SQL Server Parallelism Overview

By: Pablo Echeverria | Comments | Related: > Database Configurations

Problem

In this tip we’re going describe what parallelism is, the benefits, and how to take advantage of parallelism in SQL Server with some examples.

Solution

To define parallelism, there are some basic concepts we need to define:

Throughput: The number of tasks completed per unit of time. If you have a 2-seat car (excluding the driver) that travels at 150 MPH, and a 40-seat bus (excluding the driver) that travels at 50 MPH, the car is 3x faster but in a 150-mile trip for 3 hours the bus can deliver 10x more people than the car, or if we wait for the car to deliver 40 people it takes 13x more time than the bus.
Thread: One independent path of execution through the code. The number of simultaneous active threads is up to the number of CPU’s or cores. Note that not all threads have to follow the same path, but the throughput increases if they do.
Multithreading/multiprocessing: The ability to execute multiple processes simultaneously. If you have a color printer, it would be cumbersome if you need to print one color at a time, times the number of pages.
Automation: If a machine can do a task, there’s no need for you to force it working in a specific way. If you have a 4-helix airplane, it's nonsense that you iterate through each spin for each one of the helixes must make. Even if it will eventually move the plane, the plane will never take off.

Parallelism can be defined as achieving better throughput by the execution of multiple threads at the same time or the automation of tasks. It is achieved by keeping the hardware busy using a lot of threads, processing multiple items per thread, and/or performing multiple operations with the same data already in memory. By keeping the hardware busy, threads spend less time waiting on a resource that is unavailable at that moment and being forced to switch context. This is better explained in the article fully utilize all bottlenecks, from where the image below is from:

Queues as buffers between parallel working threads

The benefits of implementing parallelism are:

We can solve larger problems or solve more problems in less time. Usually you end up having less operations performed, or the same number of operations, but with less steps.

Get a return on your investment. If you’re doing serial programming on a 4-CPU computer, the other three CPU’s are consuming power and generating heat without being needed nor used. Also, the SQL Server license is per-core, so its better if you’re using the cores for which you paid a license for.
Increase the computing power beyond the local resources. There’s no need to have centralized software that monitors all the servers (and consuming all network bandwidth and CPU in the run) if each server can monitor itself and send alerts when appropriate consuming its local network bandwidth and CPU. And there are algorithms that can be parallelized and distributed among multiple CPU’s and/or nodes in a network. Examples of this are multi-server queries, multi-server jobs, machine learning server and GPU acceleration.

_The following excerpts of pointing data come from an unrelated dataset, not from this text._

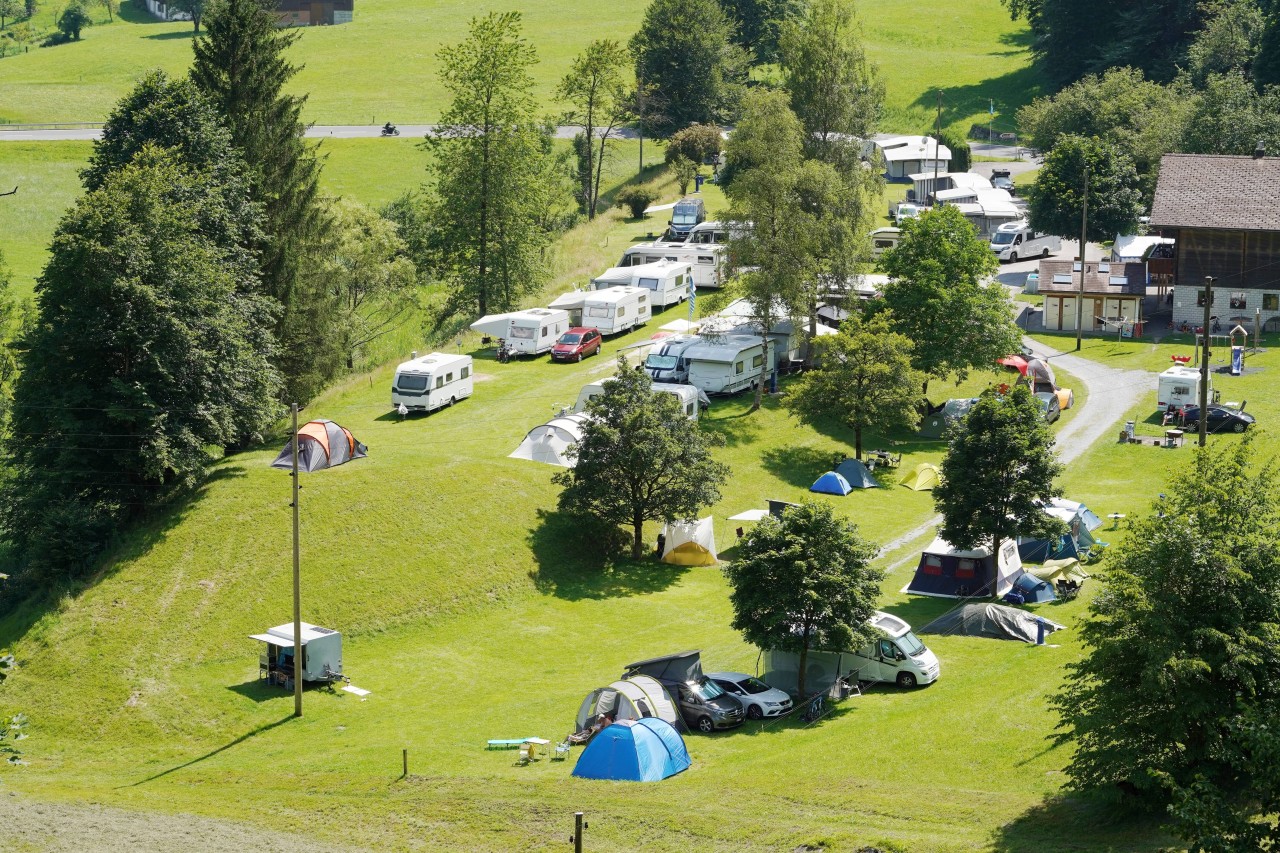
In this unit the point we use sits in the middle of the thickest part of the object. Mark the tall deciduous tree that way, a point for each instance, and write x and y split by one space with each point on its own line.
835 91
804 582
942 300
241 65
997 474
151 347
865 379
489 149
686 62
640 459
1175 699
1057 196
599 99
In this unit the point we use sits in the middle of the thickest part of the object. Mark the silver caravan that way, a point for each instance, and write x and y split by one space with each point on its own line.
726 365
530 332
667 361
432 381
667 281
616 309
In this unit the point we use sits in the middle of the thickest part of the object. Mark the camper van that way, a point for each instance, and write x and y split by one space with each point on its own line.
616 309
1016 240
433 381
726 365
667 363
895 656
667 281
691 400
530 332
1178 387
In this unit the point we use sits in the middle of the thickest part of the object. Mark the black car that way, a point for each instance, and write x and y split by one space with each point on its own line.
1221 419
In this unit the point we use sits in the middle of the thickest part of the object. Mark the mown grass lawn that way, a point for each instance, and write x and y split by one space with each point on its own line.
383 65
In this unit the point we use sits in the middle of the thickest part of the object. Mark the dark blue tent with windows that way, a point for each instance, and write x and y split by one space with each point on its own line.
647 749
856 474
831 483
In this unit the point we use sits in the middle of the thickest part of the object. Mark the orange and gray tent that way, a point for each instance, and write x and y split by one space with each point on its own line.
321 443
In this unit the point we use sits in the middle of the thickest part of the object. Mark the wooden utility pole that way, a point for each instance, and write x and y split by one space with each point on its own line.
1208 309
297 579
1084 242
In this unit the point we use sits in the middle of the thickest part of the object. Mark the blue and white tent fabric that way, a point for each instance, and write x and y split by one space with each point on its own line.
647 749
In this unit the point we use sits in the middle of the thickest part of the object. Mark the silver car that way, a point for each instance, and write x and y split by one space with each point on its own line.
757 697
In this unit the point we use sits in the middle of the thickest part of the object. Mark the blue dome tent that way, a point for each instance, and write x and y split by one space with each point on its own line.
831 483
647 749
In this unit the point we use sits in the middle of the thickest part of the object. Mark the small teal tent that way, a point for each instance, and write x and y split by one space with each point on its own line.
831 483
647 749
856 474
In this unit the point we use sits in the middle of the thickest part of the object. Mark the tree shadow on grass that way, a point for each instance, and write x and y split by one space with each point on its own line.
1074 822
579 560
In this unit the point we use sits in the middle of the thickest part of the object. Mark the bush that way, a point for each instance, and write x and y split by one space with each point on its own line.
636 200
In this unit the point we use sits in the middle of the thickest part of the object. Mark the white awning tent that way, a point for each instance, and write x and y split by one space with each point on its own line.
549 442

Note that parallelism is helpful for people in all IT levels:

For managers, it helps them decide on which software to purchase, based on its capacity and computations per cycle.
For infrastructure support, it helps them recommend the best hardware based on their characteristics and configure the virtual machines and operating systems in a way that utilizes the resources correctly.
For database administrators, it helps them configure the database servers in a way that performs better with the existing hardware and software that is already in place.
For developers, it helps them create programs that utilize fully and correctly the existing hardware.

Configuring SQL Server to run operations concurrently

For the operations performed inside the SQL Server engine, you must take a look at how to set the cost threshold for parallelism and the max degree of parallelism, as they may be preventing you from using parallelism. The default value of is 5, but Microsoft suggests changing it to 50 and then adjust as needed. Here is a calculator that can tell you the recommended value for MAXDOP, and here is an example on how to run a query in parallel in the engine.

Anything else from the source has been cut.